Dünya tarihi, farklı uygarlık ve medeniyetlerden birçok şahsiyetin hayat hikayesi ile doludur. Bunlardan kimisi bulundukları toplumlarını adaletle idare edip kendi zamanında takdir, kendisinden sonran rahmetle yad edilmişler. Kimisi de yaşadıkları zamanda zalim diktatör oldukları için toplumda sevilmedikleri gibi, ölümünden sonra da nefret ve lanetle anılmışlar. Şu veya bu şekilde olan iradeleri güçlü bu insanlar sürekli dünya haritasını yeniden çizerek stratejik güç dengelerini değiştirmişler.

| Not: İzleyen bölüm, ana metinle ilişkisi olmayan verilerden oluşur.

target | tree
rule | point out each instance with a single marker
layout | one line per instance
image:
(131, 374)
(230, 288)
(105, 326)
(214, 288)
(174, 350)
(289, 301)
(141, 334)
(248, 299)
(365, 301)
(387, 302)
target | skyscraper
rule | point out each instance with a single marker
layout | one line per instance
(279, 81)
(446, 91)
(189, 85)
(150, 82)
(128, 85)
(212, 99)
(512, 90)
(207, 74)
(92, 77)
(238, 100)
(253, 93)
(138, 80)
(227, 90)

Bu değişiklik ya gösterdikleri adalet ve insani değerler sayesinde husnen ya da ellerine geçirdikleri insan ve silah gücüyle kerhen gerçekleştirmişler. Bunları iki ana hat özerinden bir okumayla denge değiştirmelerini anlamamız mümkündür. Bu şahsiyetler toplumlardan ya can alarak ya da değerler sistemi açısından ölü olan toplumlara can vererek mümkün kılmışlardır.
Bu bağlamda imparatorlar, fatihler ve inkılapçılar şeklinde tasnif etmemiz yanlış olmaz. Böylece bu liderlerin bazı ortak noktaları olanlar olduğu gibi, birbirine tamamen zıt özellikleri taşıyanlar da vardır. Zorba olanların insan kanı üzerine bina ettikleri hakimiyetlerin nihayi hedefteki maksadı kibir ve gururun zirvesi vardır. Fatih ve inkıIapçı şahsiyetlerin insani değerleri topluma kazandırmak için canlarını feda etmeyi ibadet bilenlerin nihai maksadı bir olamaz. Zorba ve diktatörler, hakimiyeti altına aldıkları topraklarda egemenlikleri ile sadece haritalarda bir değişikliği sağlayabilmişler. Ama fatih ve inkılapçı olanlar, haritalarla beraber gönülleri de değiştirebilmişlerdir.
Bu müstesna şahsiyetler çoğunlukla mensup oldukları toplumların yaşamında toplumsal kimliğin inşasını ya ulusal ya da inanç ve değerler üzerine inşa ederler. Böylece toplumlar; itikadi, iktisadi ve siyasi söylem ve eylemler üzerinden kendilerinden bahsettirmişlerdir.
Milletler daima kendi benliklerini tanıma ihtiyacını hissetmek mecburiyetindedirler. İnsani değer sistemini bırakıp, başka insanları taklit etmeyi bir kazanım içinde olanların, simge şahsiyetler bazen ihdas edilerek ulusal benliğin tanınmasında önemli görmek istedikleri bir şahsı araçsallaştırarak bir ulusal kimlik haline getirirler.
Ama inkılapçı ve fatih olanlar ise toplumun ulusal kimliklerini yok etmeden, onun yerine toplum inşasının en üst piramidini insani değerler sistemini getirirler. Ve bunun üzerine bir inanç ve düşünce inşa ederler.
İşte bu dahi insanlar mesela; Pers Darius, Makedonyalı büyük İskender, Romalı Jül Sezar ve Bizanslı Justinias gibi sadece dünya haritasını değiştirebilenlerdir.
Öbür yandan dünya tarihinin mübtedisi olan Adem, dokuzyüz elli yıl uyarıda ısrar eden Nuh, ateşlerin kucağında tevekkül sahibi İbrahim, Firavun zulmüne karşı toplumu değiştiren heybetli Musa, kundakta iken uyarılarına başlayan, merhamet ve sevgi abidesi olan İsa ve bedevi deve çobanlarından münevver ve çölleri Medine’ye çevirerek medeniyet kuran İlk İslam devlet başkanı Muhammed (sav) da değişiklikler yaptı. O’ kalplerden kalıplara, oradan da topluma acıma, dayanışma ve yardımlaşma üzere bir devlet kurdu. Sadece haritaları değil, fikriyatı da değiştirerek bambaşka bir ortamı topluma sunmuş ilk İslam medeniyetinin devlet başkanıdır.